In an acute oral toxicity study, comparable to OECD 401, Wistar rats (5/sex/dose) were administered 2-ethyl-4-methylimidazole at 464, 681 and 1000 mg/kg bw by single dose (gavage) followed by a 14-day observation period (1985). Clinical signs included dyspnea, abnormal position, apathy, staggering, tremors, twitching, convulsion of the jaws, fibr. contractions, urine intense yellow, piloerection and poor general state. Findings at necropsy included: general congestive hyperemia (only in animals that died). The LD50 for males was ca. 754 mg/kg bw. The LD50 for females was ca. 681 mg/kg bw. The LD50 for males/females was ca. 731 mg/kg bw.

 

In another study, comparable to OECD 401, Sprague-Dawley rats (5/sex/dose) were administered 2-ethyl-4-methylimidazole at at 1000, 4640 and 10000 mg/kg bw by single dose (gavage) followed by a 14-day observation period (1977). Clinical signs included Dyspnea, apathy, belly-side position, staggering, tremors, twitching, spastic gait, convulsion of the jaws, slight hair loss, salivation, poor general condition. Findings at necropsy included, heart: acute dilatation, acute passive congestion; glandular stomach diffusely reddened, astringent; intestine: bloody, diarrhoea-like content. The LD50 was 1000 mg/kg bw.

 

Inhalation toxicity

In an acute inhalation toxicity study, comparable to OECD 403, rats (3/sex-dose) were exposed for 8 hours to a saturated 2-ethyl-4-methylimidazole atmosphere vapour at 20°C (0.03 mg/L) followed by a 14-day observation period (1977). No mortality occurred. Clinical signs consisted of distinct mucous membrane irritation and necropsy was without findings.The LC50 was > 0.03 mg/L.

 

Dermal toxicity

In an acute dermal toxicity study, comparable to OECD 402, Vienna White Rabbits (5/sex) were administered 2-ethyl-4-methylimidazole (400 mg/kg bw) (1979). 2-ethyl-4-methylimidazole was dissolved in distilled water and applied on the skin (skin area of approx 180 cm2) and covered in aluminium foil fixed with adhesive tape. The treated skin was washed after 24 hours and a 8 day observation period followed. No mortality was observed during this period resulting in a LD50 > 400mg/kg bw.
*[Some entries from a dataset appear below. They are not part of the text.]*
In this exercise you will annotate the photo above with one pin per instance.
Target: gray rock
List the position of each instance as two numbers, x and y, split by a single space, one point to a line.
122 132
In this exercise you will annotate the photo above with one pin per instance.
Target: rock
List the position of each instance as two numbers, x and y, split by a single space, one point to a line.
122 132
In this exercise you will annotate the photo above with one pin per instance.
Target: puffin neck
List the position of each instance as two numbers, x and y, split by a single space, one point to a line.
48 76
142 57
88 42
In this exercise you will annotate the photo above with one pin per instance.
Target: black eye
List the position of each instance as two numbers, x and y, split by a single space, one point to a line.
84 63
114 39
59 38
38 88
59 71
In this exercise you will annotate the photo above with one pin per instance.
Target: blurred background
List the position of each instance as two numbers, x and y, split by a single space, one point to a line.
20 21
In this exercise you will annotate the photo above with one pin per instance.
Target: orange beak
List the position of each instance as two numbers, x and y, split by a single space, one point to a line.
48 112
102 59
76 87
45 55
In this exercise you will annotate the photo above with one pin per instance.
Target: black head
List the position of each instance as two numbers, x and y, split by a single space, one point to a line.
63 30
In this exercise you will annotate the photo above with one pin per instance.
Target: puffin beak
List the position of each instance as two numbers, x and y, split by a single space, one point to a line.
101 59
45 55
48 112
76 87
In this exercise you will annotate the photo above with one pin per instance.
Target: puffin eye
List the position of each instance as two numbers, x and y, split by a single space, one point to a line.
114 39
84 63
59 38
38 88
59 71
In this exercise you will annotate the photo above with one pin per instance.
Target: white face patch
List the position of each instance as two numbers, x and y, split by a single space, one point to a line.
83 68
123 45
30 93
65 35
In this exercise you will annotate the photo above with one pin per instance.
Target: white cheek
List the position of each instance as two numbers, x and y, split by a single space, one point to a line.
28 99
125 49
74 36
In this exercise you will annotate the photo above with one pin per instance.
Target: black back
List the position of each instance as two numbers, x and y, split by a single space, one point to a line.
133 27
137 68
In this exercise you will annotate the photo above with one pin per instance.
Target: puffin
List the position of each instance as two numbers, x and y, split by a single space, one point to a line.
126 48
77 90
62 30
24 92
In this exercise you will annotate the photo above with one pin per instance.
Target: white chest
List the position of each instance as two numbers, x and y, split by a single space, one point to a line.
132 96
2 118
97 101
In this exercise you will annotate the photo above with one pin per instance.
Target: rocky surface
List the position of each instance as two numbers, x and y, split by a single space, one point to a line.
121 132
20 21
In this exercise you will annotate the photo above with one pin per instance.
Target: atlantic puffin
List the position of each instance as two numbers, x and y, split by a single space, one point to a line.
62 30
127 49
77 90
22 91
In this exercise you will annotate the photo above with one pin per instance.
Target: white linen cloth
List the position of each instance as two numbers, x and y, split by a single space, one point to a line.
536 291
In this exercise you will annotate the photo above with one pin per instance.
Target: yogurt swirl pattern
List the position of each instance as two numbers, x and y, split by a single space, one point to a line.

Justification for classification or non-classification

As no mortality was observed in the acute inhalation toxicity study (LC50 > 0.03 mg/L, highest possible concentration) and acute dermal study (LD50 > 400 mg/kg bw), classification for acute inhalation and dermal toxicity is not needed. Based on the available data, 2-ethyl-4-methylimidazole has to be classified for acute oral toxicity. According to the EU Classification, Labelling and Packaging of Substances and Mixtures (CLP) Regulation (EC) No. 1272/2008, the classification is H302, Cat. 4.